Many new treatments offer the most relief to patients with comparatively milder forms of a disease, but the opposite holds here: patients with less severe sickle-cell probably won’t roll the dice on a bone marrow transplant of any type, whereas those with severe disease may.
In the long term, this opens the door to a world of genetic modification, which will require society to consider several hitherto-unexplored questions.
What new ethical questions does this raise?
Just as oncologists place great emphasis on whether a tumor has even once gone somewhere other than where it started, humankind has now even once succeeded in editing its own genetic code. It is difficult to overstate the significance of this development.
CRISPR technology can also be used to edit germline cells, meaning (to oversimplify a bit) that we now have the technology to make heritable changes—changes that will be passed down through generations. Calls have already gone out online to regulate human genetic modification, limiting it to treating intractable diseases like sickle-cell anemia.
But the question will soon arise: Once we start editing the human genetic code, where—and how—do we stop?
Sickle-cell seems to be an easy call: Plainly the human body’s design calls for functioning red blood cells. Other genetic illnesses carry the same argument—would we deny treatment to a person with Tay-Sachs, muscular dystrophy, Huntington’s?
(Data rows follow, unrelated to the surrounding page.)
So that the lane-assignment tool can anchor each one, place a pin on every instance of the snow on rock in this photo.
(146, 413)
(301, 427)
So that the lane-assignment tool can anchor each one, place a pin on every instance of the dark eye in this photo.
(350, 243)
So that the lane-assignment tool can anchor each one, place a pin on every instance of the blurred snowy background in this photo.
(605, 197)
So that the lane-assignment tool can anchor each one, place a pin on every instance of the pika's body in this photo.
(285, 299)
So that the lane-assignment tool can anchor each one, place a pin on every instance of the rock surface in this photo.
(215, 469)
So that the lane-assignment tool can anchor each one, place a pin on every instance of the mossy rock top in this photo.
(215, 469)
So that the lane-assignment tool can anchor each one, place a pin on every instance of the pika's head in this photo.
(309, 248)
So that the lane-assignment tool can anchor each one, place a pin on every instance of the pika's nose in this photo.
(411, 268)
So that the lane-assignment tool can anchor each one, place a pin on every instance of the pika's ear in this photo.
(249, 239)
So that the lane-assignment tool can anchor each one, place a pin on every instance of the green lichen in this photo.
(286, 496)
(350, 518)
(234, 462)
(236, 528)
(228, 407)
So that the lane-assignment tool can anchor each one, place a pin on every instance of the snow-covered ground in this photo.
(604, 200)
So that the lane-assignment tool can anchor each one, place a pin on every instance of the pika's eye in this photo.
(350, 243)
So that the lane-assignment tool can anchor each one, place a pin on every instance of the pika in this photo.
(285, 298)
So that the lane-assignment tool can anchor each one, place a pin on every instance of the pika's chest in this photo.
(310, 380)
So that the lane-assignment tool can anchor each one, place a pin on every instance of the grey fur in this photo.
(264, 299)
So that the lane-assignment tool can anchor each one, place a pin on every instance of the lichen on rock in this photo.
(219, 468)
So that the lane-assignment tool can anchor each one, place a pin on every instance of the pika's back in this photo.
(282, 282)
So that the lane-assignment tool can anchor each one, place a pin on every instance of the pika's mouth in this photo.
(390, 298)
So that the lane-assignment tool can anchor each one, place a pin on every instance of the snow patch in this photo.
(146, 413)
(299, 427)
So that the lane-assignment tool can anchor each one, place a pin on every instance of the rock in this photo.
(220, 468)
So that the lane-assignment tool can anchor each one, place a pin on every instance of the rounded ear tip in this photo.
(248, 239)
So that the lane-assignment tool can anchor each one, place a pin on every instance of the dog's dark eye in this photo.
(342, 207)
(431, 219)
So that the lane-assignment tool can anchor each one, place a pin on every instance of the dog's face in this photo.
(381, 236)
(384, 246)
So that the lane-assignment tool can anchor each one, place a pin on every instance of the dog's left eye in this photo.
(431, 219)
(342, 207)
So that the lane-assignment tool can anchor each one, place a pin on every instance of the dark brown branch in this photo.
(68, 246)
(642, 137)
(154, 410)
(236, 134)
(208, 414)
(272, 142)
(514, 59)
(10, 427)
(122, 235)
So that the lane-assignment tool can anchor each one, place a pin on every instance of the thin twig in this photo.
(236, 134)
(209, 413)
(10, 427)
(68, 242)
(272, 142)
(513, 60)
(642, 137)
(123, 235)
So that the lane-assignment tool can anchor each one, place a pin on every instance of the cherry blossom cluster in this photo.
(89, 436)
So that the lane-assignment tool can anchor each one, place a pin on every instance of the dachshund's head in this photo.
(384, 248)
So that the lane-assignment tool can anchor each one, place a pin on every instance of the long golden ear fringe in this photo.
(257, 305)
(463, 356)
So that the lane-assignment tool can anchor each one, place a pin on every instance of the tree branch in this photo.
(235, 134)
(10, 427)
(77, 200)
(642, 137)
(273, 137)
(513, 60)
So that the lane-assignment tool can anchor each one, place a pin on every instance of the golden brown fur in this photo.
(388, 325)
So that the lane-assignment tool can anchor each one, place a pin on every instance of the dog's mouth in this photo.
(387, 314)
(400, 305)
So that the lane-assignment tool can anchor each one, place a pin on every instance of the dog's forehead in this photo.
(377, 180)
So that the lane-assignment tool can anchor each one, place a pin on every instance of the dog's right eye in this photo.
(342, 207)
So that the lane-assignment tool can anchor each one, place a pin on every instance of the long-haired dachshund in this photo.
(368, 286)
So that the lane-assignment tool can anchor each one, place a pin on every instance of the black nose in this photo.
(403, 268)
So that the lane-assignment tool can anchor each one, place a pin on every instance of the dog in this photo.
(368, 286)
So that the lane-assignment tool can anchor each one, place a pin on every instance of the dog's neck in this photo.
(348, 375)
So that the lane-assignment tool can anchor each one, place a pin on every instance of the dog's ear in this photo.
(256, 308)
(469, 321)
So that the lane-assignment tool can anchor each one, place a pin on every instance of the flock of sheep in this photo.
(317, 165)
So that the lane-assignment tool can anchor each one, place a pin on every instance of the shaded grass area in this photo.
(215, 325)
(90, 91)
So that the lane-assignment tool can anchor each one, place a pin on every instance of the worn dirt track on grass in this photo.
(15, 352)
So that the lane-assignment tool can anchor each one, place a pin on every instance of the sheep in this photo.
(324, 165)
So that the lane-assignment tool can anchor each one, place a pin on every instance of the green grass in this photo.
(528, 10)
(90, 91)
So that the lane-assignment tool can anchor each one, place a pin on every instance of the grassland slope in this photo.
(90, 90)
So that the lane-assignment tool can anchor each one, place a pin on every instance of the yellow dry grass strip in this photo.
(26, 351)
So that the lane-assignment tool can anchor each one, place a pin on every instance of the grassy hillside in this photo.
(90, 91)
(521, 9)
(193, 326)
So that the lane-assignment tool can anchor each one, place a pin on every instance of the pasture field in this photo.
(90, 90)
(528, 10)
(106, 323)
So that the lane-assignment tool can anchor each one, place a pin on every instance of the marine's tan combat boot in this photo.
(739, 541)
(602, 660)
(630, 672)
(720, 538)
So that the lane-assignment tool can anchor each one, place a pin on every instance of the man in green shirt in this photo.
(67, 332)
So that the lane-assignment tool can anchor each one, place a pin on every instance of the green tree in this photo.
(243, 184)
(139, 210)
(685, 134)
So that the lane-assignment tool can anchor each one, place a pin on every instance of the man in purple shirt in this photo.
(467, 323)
But what’s the best way to prevent these same technologies from being misused? Will society refuse to let them be deployed to make our children more intelligent, longer-lived, tall-blonde-and-blue-eyed—just as long as we’re willing and able to pay?
If we say, “We’ll regulate it,” still more questions arise: Who does the regulating? And how? When the inevitable rogue geneticist modifies germline DNA, how exactly do we propose to deal with the babies that come from it?